Thursday, March 12, 2015

terry's all cold

This is by way of a brief RIP tribute to Terry Pratchett, who died today aged 66. I had a bit of a splurge of reading Pratchett's books 25 or so years ago which basically took in the first seven Discworld novels, which still occupy a small area of shelf space in my bookshelves, as you can see below.


Like Douglas Adams, Pratchett was first and foremost a comic writer, the weird fantasy universe he chose to set the books in merely being the one which most readily allowed him to explore whatever real-world topic he felt like satirising without having to laboriously conjure a different world into being for each book.

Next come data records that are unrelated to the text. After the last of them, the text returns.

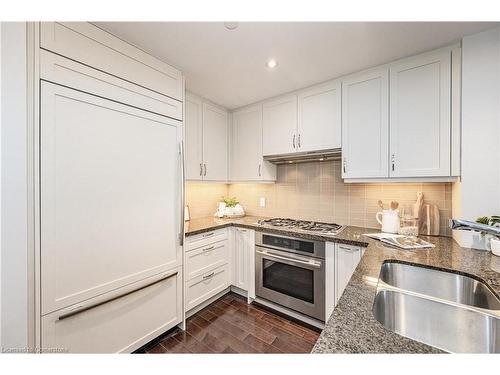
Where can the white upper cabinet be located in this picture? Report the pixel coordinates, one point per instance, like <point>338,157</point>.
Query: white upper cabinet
<point>215,141</point>
<point>420,136</point>
<point>319,118</point>
<point>365,124</point>
<point>92,46</point>
<point>206,140</point>
<point>280,126</point>
<point>193,144</point>
<point>247,163</point>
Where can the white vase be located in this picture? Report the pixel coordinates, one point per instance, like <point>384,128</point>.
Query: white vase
<point>389,220</point>
<point>495,246</point>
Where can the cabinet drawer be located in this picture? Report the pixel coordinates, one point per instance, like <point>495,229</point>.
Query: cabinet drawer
<point>205,286</point>
<point>123,324</point>
<point>205,239</point>
<point>203,259</point>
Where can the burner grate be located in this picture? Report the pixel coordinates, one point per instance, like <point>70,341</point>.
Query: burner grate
<point>304,225</point>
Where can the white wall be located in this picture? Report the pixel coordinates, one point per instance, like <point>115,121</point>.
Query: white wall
<point>14,193</point>
<point>478,193</point>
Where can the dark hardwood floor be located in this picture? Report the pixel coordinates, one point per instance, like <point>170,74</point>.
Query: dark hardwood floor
<point>230,325</point>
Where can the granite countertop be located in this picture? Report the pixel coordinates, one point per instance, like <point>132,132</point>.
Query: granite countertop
<point>352,328</point>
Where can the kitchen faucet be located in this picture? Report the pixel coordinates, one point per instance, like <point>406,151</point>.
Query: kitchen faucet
<point>459,224</point>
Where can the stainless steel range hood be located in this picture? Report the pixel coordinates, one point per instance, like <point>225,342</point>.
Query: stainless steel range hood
<point>304,157</point>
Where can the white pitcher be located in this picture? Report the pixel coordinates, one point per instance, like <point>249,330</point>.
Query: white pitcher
<point>389,220</point>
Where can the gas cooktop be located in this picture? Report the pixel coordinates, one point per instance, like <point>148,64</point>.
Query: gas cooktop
<point>303,226</point>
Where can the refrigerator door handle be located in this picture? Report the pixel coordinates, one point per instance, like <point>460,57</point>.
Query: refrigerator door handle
<point>83,307</point>
<point>183,193</point>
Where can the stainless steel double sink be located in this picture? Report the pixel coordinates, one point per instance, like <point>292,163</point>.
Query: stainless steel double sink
<point>454,312</point>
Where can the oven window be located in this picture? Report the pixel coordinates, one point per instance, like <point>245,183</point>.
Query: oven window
<point>290,280</point>
<point>288,243</point>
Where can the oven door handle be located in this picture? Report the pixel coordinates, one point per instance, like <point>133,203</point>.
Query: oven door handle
<point>289,259</point>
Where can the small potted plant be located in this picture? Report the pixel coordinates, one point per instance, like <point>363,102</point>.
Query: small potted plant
<point>493,221</point>
<point>230,207</point>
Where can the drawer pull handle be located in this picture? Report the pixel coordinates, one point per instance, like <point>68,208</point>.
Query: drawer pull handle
<point>208,276</point>
<point>82,308</point>
<point>349,250</point>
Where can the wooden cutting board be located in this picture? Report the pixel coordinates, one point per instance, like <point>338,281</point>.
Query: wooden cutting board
<point>429,220</point>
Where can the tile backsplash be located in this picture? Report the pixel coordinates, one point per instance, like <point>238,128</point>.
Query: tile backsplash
<point>315,191</point>
<point>203,197</point>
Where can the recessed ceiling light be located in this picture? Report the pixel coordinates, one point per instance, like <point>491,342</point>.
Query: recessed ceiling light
<point>231,25</point>
<point>271,64</point>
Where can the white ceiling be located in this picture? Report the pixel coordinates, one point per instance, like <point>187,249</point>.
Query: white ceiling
<point>228,67</point>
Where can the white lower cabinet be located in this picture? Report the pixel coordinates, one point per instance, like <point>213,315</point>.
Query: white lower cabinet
<point>216,260</point>
<point>347,259</point>
<point>207,285</point>
<point>206,267</point>
<point>201,260</point>
<point>243,245</point>
<point>123,324</point>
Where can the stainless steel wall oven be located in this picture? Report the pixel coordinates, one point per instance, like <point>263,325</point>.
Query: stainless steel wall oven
<point>291,272</point>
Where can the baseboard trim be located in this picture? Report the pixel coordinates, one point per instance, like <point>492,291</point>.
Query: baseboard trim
<point>204,304</point>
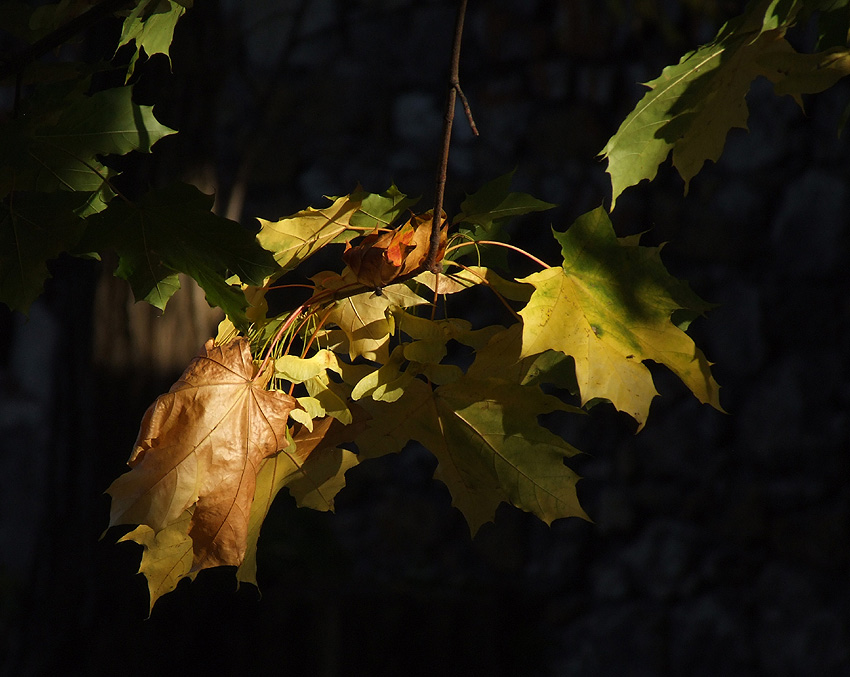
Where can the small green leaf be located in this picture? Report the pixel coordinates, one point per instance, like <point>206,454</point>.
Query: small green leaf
<point>295,238</point>
<point>380,210</point>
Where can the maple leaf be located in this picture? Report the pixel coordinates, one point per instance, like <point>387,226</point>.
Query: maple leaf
<point>380,258</point>
<point>454,281</point>
<point>483,216</point>
<point>312,468</point>
<point>609,306</point>
<point>488,443</point>
<point>692,106</point>
<point>295,238</point>
<point>166,556</point>
<point>150,237</point>
<point>201,445</point>
<point>380,210</point>
<point>61,152</point>
<point>363,317</point>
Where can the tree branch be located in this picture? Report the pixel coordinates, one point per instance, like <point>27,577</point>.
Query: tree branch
<point>60,36</point>
<point>442,170</point>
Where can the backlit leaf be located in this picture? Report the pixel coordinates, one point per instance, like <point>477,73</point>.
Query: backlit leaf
<point>364,317</point>
<point>151,26</point>
<point>488,443</point>
<point>691,107</point>
<point>609,307</point>
<point>167,555</point>
<point>200,445</point>
<point>314,471</point>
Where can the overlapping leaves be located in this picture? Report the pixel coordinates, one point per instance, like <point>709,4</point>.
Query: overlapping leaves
<point>692,106</point>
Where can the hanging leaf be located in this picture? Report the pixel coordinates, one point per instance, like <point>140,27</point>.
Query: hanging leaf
<point>609,307</point>
<point>380,210</point>
<point>34,227</point>
<point>167,555</point>
<point>312,468</point>
<point>488,443</point>
<point>151,27</point>
<point>380,258</point>
<point>297,237</point>
<point>363,317</point>
<point>200,446</point>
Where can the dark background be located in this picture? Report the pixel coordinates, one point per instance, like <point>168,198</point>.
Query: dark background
<point>721,543</point>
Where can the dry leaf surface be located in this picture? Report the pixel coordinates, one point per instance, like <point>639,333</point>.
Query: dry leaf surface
<point>201,445</point>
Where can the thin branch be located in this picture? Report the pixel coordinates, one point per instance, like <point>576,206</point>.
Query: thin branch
<point>543,264</point>
<point>442,170</point>
<point>59,37</point>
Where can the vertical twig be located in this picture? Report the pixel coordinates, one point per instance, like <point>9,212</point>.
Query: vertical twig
<point>442,169</point>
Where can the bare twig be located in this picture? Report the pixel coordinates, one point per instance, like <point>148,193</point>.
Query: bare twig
<point>58,37</point>
<point>442,170</point>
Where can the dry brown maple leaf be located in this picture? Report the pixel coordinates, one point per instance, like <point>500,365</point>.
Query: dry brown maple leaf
<point>201,444</point>
<point>380,258</point>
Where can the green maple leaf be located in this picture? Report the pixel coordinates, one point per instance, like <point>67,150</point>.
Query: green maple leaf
<point>62,152</point>
<point>34,227</point>
<point>172,230</point>
<point>167,555</point>
<point>483,216</point>
<point>488,443</point>
<point>151,26</point>
<point>312,467</point>
<point>693,105</point>
<point>380,210</point>
<point>295,238</point>
<point>609,307</point>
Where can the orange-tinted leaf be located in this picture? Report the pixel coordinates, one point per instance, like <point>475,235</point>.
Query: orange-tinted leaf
<point>201,445</point>
<point>382,257</point>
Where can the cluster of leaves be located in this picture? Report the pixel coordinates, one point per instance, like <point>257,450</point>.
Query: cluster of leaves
<point>295,399</point>
<point>363,366</point>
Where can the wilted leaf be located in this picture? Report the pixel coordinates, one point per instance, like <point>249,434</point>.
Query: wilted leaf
<point>489,445</point>
<point>609,307</point>
<point>295,238</point>
<point>380,258</point>
<point>151,26</point>
<point>313,470</point>
<point>201,445</point>
<point>167,555</point>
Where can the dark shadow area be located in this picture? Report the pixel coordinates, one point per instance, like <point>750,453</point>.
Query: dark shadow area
<point>720,543</point>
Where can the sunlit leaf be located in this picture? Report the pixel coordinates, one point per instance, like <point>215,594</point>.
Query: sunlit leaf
<point>488,443</point>
<point>200,445</point>
<point>609,307</point>
<point>150,238</point>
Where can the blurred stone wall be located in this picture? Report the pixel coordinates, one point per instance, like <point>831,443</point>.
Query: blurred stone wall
<point>721,542</point>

I have to say that in my view the books weren't as funny or as interesting as Adams' books, but that's probably partly because Adams didn't write very many and Pratchett was ridiculously prolific, so there's the (probably irrational) sense of the ideas being spread more thinly.

Anyway, my recollection, which may be wrong, was that I bought the last two or three of my Pratchetts roughly as they were published in paperback (Pyramids was published in 1989), and, having read the last one, decided that that was all great, thanks very much, and they'd all been very enjoyable, but that I'd got the idea and didn't really have the urge to read any more.

As it happens my withdrawal from Pratchett-reading was well-timed, as having (up to that point) produced seven books in about the same number of years, Pratchett ratcheted up his productivity to the extent of cranking out another 26 Discworld books in the next 15 years, and eventually 41 overall, so that's an awful lot of reading I'd have been signing up for.

Pratchett is also famous for his advocacy for Alzheimer's sufferers, having been diagnosed with a rare form of the disease at an unusually young age, and also for the right to die (assisted dying, assisted suicide, call it what you will). He was also a vocal atheist and had links to both the British Humanist Association (their excellent tribute is here) and the National Secular Society. All of which makes him a good bloke in my book.